'Kau sama sekali tidak mengindahkan perkataan saya!'
'Kau akan mati! '
Jihan mengedarkan pandangannya, deru napasnya keluar teratur, tanganya tidak gemetar hebat, seperti sepekan lalu.
Jihan tidak lagi takut, di sampingnya, ada Nasim yang selalu siap menenangkannya. Mereka justru menanti pesan ini. Pesan yang dikirim dengan ceroboh lantaran kemarahan. Jika bisanya pesan yang masuk menggunakan nomor privasi, kali ini, pelaku melakukan kesalahan dengan lupa menjadikan nomornya privasi.
"Kesempatan emas," ujar Nasim begitu selesai memastikan keadaan Jihan. Nasim segera meraih ponselnya, mengusap layar sesaat sebelum sibuk dengan panggilan di seberang sana. Jihan juga langsung menangkap layar, takut jika tiba-tiba nomor itu menghilang atau apalah.
"Dapat! "seru Nasim, matanya kini melirik ke arah Jihan yang juga ikut menoleh ke arahnya. Nasim langsung mengulas senyum, sebagai jawaban dari pertanyaannya yang Jihan ajukan dari isyarat matanya.

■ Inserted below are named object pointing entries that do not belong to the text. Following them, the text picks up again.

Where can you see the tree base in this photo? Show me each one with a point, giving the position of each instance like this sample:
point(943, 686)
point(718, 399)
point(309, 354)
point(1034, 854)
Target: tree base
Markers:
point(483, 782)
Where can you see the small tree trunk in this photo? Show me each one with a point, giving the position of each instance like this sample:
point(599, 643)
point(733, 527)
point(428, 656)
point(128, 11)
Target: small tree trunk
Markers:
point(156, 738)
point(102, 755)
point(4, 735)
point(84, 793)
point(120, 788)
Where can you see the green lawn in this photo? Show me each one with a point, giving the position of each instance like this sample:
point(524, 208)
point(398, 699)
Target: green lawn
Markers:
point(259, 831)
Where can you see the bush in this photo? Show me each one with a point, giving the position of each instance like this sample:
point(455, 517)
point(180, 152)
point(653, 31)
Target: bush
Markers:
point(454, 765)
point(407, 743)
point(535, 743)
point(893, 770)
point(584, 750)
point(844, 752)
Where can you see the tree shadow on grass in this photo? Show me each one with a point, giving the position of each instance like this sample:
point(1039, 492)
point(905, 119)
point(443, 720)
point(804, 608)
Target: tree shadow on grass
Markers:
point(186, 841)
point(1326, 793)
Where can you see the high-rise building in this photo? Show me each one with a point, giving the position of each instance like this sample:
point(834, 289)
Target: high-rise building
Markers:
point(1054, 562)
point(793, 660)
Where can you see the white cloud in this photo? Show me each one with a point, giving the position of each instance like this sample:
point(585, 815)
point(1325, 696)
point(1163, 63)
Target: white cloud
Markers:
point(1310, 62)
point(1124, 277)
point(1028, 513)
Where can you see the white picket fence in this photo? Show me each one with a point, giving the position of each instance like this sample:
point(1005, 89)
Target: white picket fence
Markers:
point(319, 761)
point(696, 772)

Jihan menghela napas lega. Akhirnya, ada titik terang dari semua ini. Mereka akan segera menangkap pelaku itu, membawanya ke kantor polisi, dan menyebloskan ke penjara. Zia akan aman setelah itu.
"Lokasi orang itu dekat di sini. Di lobi bawa rumah sakit," seru Nasim dengan siara sedikit berbisik. "Saya akan ke sana."
"Tunggu Kak, jangan ke sana sendirian. Bahaya," sela Jihan cepat.
"Kamu tenang saja. Saya ini polisi, saya sudah terlatih untuk itu."
"Tetap saja itu bahaya, Kak, " lirih Jihan tidak berdaya. Jihan ingin sekali menelepon Seno atau Fajar untuk membantu Nasim, tapi ia sendirilah yang sebelumnya meminta Nasim untuk tidak memberi tahu mereka. Meminta Nasim, untuk menangani kasus ini secara diam-diam, semua demi keselamatan Zia. Jihan menyesali permintaannya itu. Dia tidak ingin terjadi hal buruk pada Nasim.
"Tidak, bahaya jika Kakak ke sana sendiri. Aku akan ikut," putus Jihan cepat.
"Dua orang akan lebih baik dari satu orang. Mungkin saya tidak bisa membantu banyak, tapi saya akan sangat berusaha untuk membantu Kakak. Tolong jangan tolak saya," pinta Jihan yang seketika menghentikan Nasim untuk menggeleng tegas, menolak permintaan Jihan.
Nasim tidak bisa berkata apa-apa, mulutnya seketika bungkam. Jihan berhasil membuat Nasim merasakan adanya getaran cemas yang teramat dalam dari suara dan raut wajahnya. Nasim bisa merasakan, kalo Jihan tidak hanya mengkhawatirkan dirinya, tapi juga takut jika kehilangannya.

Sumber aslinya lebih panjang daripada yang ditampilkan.